I created an application which uses camera and during the appplication execution the screen is always on.
In the onCreate() method I added the lock:
final PowerManager pm = (PowerManager) getSystemService(Context.POWER_SERVICE);
this.mWakeLock = pm.newWakeLock(PowerManager.SCREEN_DIM_WAKE_LOCK, "My Tag");
this.mWakeLock.acquire();
And this is the overriden onStop() method:
@Override
protected void onStop() {
if(mWakeLock.isHeld())
{
mWakeLock.release();
}
super.onStop();
}
But after the application termination the screen remains on all the time and if I run the camera application it encounters an error which obviously appears because the camera resources are not released.
Does anyone know how to release all resources on application termination?
I would move the lock from OnCreate()
to OnResume()
. You want the lock during the visible lifetime of the Activity, not the entire lifetime of the Activity. You Activity could definetly still be running with another Activity running in front of it.
I would move the release to OnPause()
. OnPause()
is the earliest point your application should normally be killed by the OS.
Additionally, I wouldn't check to see if I have the lock before releasing. If you use OnResume()

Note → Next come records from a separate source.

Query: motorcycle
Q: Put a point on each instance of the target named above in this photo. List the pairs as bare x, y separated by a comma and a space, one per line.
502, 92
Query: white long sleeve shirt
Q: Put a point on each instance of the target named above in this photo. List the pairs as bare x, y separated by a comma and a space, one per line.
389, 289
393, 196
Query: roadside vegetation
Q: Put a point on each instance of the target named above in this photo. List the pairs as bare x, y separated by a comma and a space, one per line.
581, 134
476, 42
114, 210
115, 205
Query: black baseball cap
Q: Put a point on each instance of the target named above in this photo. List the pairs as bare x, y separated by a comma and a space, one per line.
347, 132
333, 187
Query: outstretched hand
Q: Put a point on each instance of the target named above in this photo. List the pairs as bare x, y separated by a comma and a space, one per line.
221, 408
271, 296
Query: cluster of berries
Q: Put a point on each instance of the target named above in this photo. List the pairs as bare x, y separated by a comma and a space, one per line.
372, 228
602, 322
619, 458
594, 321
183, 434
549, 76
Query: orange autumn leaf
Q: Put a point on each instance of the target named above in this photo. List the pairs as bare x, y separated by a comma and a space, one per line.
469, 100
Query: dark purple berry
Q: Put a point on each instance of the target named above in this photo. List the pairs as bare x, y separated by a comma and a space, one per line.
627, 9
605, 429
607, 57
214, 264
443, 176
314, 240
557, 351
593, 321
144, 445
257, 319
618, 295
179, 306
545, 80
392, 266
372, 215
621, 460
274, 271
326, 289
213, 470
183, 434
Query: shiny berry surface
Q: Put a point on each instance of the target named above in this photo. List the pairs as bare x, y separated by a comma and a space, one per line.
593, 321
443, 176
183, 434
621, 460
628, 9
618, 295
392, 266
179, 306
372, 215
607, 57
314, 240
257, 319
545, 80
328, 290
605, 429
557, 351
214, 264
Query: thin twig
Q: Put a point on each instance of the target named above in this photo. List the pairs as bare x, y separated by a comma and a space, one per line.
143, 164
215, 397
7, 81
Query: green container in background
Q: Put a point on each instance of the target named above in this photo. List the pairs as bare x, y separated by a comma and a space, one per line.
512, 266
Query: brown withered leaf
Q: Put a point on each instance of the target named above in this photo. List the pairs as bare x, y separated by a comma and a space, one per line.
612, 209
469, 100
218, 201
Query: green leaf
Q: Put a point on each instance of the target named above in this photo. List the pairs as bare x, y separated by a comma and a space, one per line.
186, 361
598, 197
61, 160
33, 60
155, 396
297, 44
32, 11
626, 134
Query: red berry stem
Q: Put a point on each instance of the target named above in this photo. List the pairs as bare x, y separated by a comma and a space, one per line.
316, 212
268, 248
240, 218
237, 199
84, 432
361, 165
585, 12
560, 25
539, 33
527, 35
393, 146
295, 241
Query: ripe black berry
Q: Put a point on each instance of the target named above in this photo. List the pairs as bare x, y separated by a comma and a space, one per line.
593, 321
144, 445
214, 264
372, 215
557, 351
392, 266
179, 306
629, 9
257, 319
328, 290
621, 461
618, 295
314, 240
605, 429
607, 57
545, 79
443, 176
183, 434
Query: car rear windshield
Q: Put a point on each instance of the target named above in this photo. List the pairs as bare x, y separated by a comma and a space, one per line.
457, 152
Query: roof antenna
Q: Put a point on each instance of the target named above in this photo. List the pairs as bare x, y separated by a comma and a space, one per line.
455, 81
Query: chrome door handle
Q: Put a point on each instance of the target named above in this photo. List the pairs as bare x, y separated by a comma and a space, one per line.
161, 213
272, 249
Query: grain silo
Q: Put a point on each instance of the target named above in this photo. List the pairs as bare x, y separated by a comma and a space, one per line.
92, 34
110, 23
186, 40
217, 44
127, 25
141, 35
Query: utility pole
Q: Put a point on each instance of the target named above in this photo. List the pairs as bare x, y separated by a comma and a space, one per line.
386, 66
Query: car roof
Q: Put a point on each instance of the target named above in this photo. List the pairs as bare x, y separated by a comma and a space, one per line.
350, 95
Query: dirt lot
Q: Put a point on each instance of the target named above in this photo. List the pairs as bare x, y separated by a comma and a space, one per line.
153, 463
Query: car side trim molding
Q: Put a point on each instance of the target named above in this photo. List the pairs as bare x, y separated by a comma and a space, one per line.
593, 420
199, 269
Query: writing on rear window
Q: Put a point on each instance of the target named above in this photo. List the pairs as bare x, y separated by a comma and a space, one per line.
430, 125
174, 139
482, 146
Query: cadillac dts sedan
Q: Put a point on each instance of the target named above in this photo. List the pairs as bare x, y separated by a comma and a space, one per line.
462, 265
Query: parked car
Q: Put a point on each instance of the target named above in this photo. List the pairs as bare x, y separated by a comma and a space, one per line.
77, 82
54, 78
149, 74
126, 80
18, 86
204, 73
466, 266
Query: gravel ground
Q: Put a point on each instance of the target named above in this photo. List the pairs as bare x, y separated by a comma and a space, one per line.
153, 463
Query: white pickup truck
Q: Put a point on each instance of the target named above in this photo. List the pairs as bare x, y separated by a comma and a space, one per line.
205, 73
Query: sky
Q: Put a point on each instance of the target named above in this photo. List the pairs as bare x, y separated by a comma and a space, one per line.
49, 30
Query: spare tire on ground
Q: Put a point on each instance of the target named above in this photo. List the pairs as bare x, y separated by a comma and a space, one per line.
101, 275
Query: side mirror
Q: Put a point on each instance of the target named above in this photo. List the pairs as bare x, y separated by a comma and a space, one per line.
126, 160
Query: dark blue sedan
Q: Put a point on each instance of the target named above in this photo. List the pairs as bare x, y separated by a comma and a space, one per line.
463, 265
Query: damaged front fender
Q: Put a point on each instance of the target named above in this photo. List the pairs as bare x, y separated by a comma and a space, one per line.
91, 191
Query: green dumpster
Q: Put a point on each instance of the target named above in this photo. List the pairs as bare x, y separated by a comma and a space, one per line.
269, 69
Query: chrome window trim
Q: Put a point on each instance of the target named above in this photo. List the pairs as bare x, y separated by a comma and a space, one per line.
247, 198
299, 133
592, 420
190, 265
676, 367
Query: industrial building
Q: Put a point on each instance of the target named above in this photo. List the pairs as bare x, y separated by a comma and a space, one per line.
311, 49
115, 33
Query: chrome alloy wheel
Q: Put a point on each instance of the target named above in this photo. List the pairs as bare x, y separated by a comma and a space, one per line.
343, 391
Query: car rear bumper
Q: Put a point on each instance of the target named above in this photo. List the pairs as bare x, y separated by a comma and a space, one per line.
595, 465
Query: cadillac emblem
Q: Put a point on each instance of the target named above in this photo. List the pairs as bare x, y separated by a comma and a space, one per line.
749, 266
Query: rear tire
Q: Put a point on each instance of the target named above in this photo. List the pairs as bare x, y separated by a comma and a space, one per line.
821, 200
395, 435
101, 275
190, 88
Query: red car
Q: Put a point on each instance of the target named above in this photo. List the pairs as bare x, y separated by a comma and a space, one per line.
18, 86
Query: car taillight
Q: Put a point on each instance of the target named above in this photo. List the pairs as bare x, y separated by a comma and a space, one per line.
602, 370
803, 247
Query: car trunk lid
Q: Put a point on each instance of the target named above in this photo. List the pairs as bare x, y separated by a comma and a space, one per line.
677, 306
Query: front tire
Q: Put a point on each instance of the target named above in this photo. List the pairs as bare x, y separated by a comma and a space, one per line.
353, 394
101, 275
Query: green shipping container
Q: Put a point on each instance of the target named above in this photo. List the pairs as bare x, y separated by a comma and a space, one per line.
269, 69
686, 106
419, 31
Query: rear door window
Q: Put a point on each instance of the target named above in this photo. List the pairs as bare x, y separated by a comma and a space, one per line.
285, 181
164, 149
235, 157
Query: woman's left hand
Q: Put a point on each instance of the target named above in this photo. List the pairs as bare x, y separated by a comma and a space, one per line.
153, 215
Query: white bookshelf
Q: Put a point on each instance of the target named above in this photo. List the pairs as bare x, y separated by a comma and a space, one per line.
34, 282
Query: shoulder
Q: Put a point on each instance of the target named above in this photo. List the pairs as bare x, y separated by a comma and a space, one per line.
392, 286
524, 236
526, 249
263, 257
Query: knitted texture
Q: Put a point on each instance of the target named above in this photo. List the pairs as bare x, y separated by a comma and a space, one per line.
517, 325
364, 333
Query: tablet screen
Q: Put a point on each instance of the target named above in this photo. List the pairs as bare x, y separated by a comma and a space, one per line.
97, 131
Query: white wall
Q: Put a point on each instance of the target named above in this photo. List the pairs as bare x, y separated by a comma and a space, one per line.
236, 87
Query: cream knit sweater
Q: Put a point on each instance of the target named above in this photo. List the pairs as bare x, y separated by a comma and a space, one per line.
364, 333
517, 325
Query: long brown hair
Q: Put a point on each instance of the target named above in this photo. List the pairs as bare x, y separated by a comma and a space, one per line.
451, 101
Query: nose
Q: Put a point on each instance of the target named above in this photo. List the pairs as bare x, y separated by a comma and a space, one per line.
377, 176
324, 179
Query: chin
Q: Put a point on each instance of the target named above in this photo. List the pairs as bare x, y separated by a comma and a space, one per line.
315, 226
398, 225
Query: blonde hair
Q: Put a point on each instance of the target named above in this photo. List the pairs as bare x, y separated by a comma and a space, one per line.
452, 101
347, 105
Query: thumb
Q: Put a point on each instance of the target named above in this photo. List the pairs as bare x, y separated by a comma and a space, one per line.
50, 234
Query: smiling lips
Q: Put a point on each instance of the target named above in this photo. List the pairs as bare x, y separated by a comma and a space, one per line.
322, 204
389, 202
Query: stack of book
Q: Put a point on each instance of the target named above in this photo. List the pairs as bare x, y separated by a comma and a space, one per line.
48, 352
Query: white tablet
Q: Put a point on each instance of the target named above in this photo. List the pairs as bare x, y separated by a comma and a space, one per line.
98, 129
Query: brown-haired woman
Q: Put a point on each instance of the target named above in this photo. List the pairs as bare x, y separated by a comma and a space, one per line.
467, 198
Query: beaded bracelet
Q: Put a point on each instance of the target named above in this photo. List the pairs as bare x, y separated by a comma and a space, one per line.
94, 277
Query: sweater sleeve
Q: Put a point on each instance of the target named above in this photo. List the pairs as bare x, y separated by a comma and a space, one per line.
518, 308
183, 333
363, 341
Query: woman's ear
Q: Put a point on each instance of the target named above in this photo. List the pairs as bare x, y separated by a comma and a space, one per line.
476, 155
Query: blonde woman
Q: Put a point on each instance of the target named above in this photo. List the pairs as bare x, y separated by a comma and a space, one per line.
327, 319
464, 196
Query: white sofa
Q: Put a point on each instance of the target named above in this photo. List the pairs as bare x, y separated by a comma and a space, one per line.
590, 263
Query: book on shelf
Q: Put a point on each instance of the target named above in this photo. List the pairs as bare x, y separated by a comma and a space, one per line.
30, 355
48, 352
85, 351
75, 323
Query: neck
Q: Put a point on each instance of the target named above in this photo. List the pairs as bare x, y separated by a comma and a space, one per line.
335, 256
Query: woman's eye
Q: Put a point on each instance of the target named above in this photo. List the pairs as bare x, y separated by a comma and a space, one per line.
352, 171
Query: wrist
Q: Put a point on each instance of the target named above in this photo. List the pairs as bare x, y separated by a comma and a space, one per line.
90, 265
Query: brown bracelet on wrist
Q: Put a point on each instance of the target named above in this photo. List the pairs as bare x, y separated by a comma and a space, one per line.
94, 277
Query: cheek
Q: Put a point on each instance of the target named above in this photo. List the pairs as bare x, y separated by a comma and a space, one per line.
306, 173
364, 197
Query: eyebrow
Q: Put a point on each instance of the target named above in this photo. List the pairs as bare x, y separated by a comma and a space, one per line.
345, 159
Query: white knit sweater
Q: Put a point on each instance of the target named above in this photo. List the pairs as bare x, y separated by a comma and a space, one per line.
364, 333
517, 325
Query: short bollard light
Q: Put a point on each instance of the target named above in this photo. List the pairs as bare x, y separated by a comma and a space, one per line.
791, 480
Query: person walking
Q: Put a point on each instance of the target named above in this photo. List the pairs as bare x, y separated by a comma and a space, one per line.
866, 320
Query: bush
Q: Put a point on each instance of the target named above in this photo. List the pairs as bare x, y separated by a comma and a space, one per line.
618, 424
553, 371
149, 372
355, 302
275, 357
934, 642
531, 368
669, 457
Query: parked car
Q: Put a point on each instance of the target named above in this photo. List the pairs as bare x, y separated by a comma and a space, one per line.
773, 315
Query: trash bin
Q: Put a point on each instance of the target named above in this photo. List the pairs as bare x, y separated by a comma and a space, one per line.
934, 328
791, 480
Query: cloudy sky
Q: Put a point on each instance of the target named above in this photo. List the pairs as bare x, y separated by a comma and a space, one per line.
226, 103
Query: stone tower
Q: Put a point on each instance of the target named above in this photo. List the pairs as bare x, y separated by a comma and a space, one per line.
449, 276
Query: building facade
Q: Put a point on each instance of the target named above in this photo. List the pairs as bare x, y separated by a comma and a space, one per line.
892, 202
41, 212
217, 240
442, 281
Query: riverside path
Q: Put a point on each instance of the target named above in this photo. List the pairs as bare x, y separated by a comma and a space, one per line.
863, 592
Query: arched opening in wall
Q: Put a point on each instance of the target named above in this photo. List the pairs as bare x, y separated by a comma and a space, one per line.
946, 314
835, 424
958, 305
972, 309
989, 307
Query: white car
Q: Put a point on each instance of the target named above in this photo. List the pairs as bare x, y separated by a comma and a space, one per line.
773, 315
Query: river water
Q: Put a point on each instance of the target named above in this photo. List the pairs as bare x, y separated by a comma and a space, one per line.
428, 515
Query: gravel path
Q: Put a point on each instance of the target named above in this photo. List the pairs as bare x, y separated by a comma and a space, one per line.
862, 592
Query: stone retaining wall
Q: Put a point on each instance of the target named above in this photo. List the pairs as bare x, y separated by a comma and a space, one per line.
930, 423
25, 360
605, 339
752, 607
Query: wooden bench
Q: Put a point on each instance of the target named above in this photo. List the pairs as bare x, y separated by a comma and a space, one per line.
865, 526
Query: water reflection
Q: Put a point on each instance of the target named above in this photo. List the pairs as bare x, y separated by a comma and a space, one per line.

to acquire the lock; isHeld
should always be true in OnPause()
.
It sounds as though your application is never calling release on the Wakelock
- is it possible that it's throwing an exception earlier in onStop
or onPause
? I'd include some logging where you're calling release to confirm it's being executed.
In any case, you'll definitely want to move the acquire
and release
methods into onResume
and onPause
respectively. The code you've got will only acquire the WakeLock the first time your application is started.
Thanks the Android's background processing your code has a potential imbalance. If the user presses the home key to switch applications the lock will be released. If they switch back to your app onCreate won't be called, so the lock will never be acquired.
Your best bet is to construct the WakeLock in onCreate (as you have), acquire the lock in onResume and release it in onPause (including the call to isHeld). This will guarantee that the lock will be held whenever your application is in the foreground.